Lashing Out Again Against Private Restaurants / Rebeca Monzo

Menus from private restaurants — paladares — in Havana

Rebeca Monzo, 24 October 2016 — The Peoples’ Powers and the Ministry of Internal Trade are mobilizing again against successful paladares — privately owned restaurants — using the excuse of corruption and drug sales.

To clarify, it is true that some of these establishments, sadly, are bars and discos and these crimes have occurred. Above all, because there are no licenses for these kinds of businesses, so they get licensed as paladares, and as a “cover” offer some culinary specialities.

Among the things that really annoy the Cuban state, is that these private establishments have proved very successful, exposing the ineptitude and inability of the administration of the regime to face competition. One of the main reasons for this state failure are the low wages and high political demands they make on their employees.

One of the regime’s pretexts to attack these restaurants is prostitution and drugs, but this has nothing to do with them, but rather with the bars and discos, which can only survive under a restaurant license. And it is here that inspectors and corrupt police “get fat.”

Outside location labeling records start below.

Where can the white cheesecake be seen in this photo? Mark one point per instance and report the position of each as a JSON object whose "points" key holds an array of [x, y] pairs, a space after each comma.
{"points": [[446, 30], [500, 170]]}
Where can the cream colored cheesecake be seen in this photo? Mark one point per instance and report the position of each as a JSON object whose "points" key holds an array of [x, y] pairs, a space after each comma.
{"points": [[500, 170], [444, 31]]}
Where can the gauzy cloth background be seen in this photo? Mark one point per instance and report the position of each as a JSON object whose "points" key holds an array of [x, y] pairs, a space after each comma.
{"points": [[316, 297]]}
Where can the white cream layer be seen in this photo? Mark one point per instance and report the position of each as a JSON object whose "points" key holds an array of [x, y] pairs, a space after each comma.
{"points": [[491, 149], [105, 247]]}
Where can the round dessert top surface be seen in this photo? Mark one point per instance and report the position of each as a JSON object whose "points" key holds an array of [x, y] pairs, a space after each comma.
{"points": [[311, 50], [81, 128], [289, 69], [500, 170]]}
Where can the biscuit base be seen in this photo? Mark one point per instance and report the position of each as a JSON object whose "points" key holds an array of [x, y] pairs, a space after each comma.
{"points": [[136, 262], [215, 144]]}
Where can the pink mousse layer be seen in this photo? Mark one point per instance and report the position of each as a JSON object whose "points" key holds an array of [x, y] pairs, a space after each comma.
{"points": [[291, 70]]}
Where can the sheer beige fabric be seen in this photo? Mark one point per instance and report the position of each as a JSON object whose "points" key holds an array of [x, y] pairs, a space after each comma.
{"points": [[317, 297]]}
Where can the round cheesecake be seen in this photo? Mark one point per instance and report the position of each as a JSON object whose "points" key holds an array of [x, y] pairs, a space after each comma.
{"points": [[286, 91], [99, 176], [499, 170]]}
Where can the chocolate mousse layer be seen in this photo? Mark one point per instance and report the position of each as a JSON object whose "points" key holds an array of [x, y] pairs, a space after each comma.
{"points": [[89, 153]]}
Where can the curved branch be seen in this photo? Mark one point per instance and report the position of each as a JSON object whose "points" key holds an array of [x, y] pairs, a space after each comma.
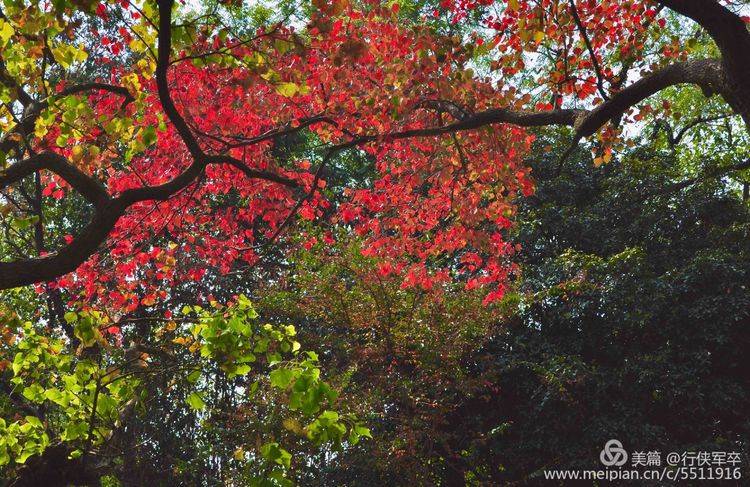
{"points": [[34, 109], [705, 73], [731, 35], [89, 187]]}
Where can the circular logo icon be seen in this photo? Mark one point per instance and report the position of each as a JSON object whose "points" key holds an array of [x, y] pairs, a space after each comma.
{"points": [[613, 454]]}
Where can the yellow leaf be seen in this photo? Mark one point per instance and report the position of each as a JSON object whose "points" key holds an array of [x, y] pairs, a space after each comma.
{"points": [[6, 31], [287, 89]]}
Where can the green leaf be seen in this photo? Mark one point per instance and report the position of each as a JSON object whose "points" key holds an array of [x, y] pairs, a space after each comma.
{"points": [[281, 378], [6, 31], [195, 401], [287, 89]]}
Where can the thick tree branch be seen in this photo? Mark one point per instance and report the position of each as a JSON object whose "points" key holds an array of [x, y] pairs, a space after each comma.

What is not said publicly, it is that many of these trouble spots belong to children of senior leaders of the country, while the attacks, unfortunately, are lodged against the most politically vulnerable.

However, the regime has a hard time officially acknowledging that the main dens of prostitution and drugs, have been and are those belonging to the state, the sites of the the biggest scandals of this kind, as happened a few years ago in the Old Havana Brewery and in the Commodore and Copacabana nightclubs, just to mention a few examples.